Clinicians are often faced with uncertainty regarding the diagnosis and treatment of patients with non-radiogrphic axial spondyloarthritis (SpA), but the Monday Clinical Practice session Axial SpA or No Axial SpA: What To Do When X-Rays Are Negative will help to shed light on these important topics.
Axial spondyloarthritis (SpA) is one of the most prevalent inflammatory diseases in the rheumatology field. The term axial SpA is relatively new and incorporates patients with radiographic and nonradiographic disease.
“Axial SpA describes one disease spectrum with an artificial distinction between patients with radiographic and nonradiographic disease,” said Désirée van der Heijde, MD, PhD, of Leiden University Medical Center, Netherlands. “Classification criteria cannot be used to make a diagnosis, and imaging is an important tool, but only in the right clinical context.”
During her presentation, which will take place from 7:30 – 8:30 am in Room B304-305, Building B in the Georgia World Congress Center, Dr. van der Heijde will discuss axial SpA as a clinical diagnosis. To appropriately diagnose axial SpA, knowledge about the heterogeneous clinical picture is key, she said.
Although chronic back pain starting before age 45 is a central symptom, additional musculoskeletal symptoms and extra-rheumatological manifestations may be present. Most patients will have only a few signs and symptoms and in varying combinations. No tests can confirm the diagnosis.
Dr. van der Heijde will also discuss the appropriate use of imaging.
“Imaging, especially of the SI-joints, is important to diagnose a patient with axial SpA. Both radiographs and MRI can be used,” Dr. van der Heijde said. “Radiographs can only assess structural damage, while MRI can show both inflammatory and structural changes.”
However, correct assessment is challenging, especially of the SI joints on radiographs, she added. Abnormalities on MRI of the SI-joints can also be seen in a high percentage in people without axial SpA. Consequently, abnormalities on imaging should be judged only in the context of the entire clinical picture.
Dr. van der Heijde will also discuss the misuse of Assessment of SpondyloArthritis international Society (ASAS) classification criteria for diagnosis of axial SpA, which frequently results in missing a diagnosis or making an incorrect diagnosis.

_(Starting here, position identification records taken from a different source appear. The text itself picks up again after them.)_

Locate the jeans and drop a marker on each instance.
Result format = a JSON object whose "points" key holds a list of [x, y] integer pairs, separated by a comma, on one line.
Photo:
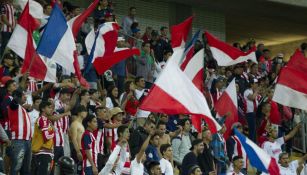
{"points": [[88, 171], [251, 121], [41, 164], [20, 157]]}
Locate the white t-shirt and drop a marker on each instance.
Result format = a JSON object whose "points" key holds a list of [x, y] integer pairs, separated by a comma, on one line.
{"points": [[34, 114], [109, 103], [136, 168], [291, 170], [166, 167], [141, 113], [233, 173], [274, 148], [249, 103]]}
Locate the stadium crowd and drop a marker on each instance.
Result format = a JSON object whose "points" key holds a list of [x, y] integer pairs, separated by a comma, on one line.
{"points": [[63, 128]]}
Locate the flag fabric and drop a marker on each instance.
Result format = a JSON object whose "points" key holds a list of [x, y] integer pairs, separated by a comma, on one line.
{"points": [[179, 32], [227, 105], [76, 22], [57, 41], [102, 43], [291, 91], [36, 10], [106, 62], [21, 42], [226, 55], [194, 69], [166, 97], [257, 156]]}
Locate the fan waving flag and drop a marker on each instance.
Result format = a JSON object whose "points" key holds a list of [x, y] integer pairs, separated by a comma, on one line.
{"points": [[179, 32], [166, 97], [291, 91], [57, 41], [76, 22], [257, 156], [227, 105], [103, 64], [21, 42], [101, 44], [226, 55]]}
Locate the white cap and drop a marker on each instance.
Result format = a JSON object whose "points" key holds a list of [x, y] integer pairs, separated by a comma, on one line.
{"points": [[120, 39]]}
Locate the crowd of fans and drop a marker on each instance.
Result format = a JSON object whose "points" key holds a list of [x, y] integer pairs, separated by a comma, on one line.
{"points": [[63, 128]]}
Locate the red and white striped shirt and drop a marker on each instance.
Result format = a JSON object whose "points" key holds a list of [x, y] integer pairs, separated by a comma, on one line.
{"points": [[88, 142], [61, 126], [19, 124], [99, 135], [239, 150], [8, 11]]}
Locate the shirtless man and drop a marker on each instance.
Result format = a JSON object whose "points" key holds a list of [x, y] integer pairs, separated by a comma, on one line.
{"points": [[77, 129], [164, 137]]}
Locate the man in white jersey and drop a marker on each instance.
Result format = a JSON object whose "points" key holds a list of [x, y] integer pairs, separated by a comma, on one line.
{"points": [[273, 145]]}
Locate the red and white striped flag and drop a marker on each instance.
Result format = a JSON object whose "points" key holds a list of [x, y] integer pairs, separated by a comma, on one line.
{"points": [[226, 55], [291, 87], [166, 97]]}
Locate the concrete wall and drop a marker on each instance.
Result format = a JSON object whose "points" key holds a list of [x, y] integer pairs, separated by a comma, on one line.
{"points": [[157, 13], [287, 49]]}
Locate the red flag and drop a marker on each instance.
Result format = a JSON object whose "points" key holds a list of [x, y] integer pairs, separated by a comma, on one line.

“This is particularly if the pretest probability of the diagnosis is low — for example, in a general practice setting or a general back pain clinic — but even in a setting of a relatively high pretest probability of around 30%, a wrong diagnosis is made in about one-third of the patients,” she said. “This cannot be solved by increasing the specificity of classification criteria.”
Dr. van der Heijde will close with a discussion about similarities of disease burden and treatment of patients with nonradiographic and radiographic axial SpA.
There are some differences between the two subsets of the disease. For example, more women are diagnosed with nonradiographic axial SpA, whereas more men are diagnosed with radiographic axial SpA. Levels of inflammation are frequently higher in patients with radiographic axial SpA. However, the other signs and symptoms are very similar, as is the level of disease activity. As a result, treatment of the two and response to treatment is very similar.
“The main difference is the fact that objective signs of inflammation — for example, elevated CRP or inflammation on MRI — should be present before a bDMARD is indicated in patients with nonradiographic axial SpA, but also patients with radiographic axial SpA with objective signs of inflammation respond better to bDMARD therapy,” Dr. van der Heijde said. “Given all the similarities and the difficulties in the correct assessment of radiographic sacroiliitis, it is preferred to use the term axial SpA to diagnose a patient and it is not necessary to make a distinction between nonradiographic and radiographic axial SpA.”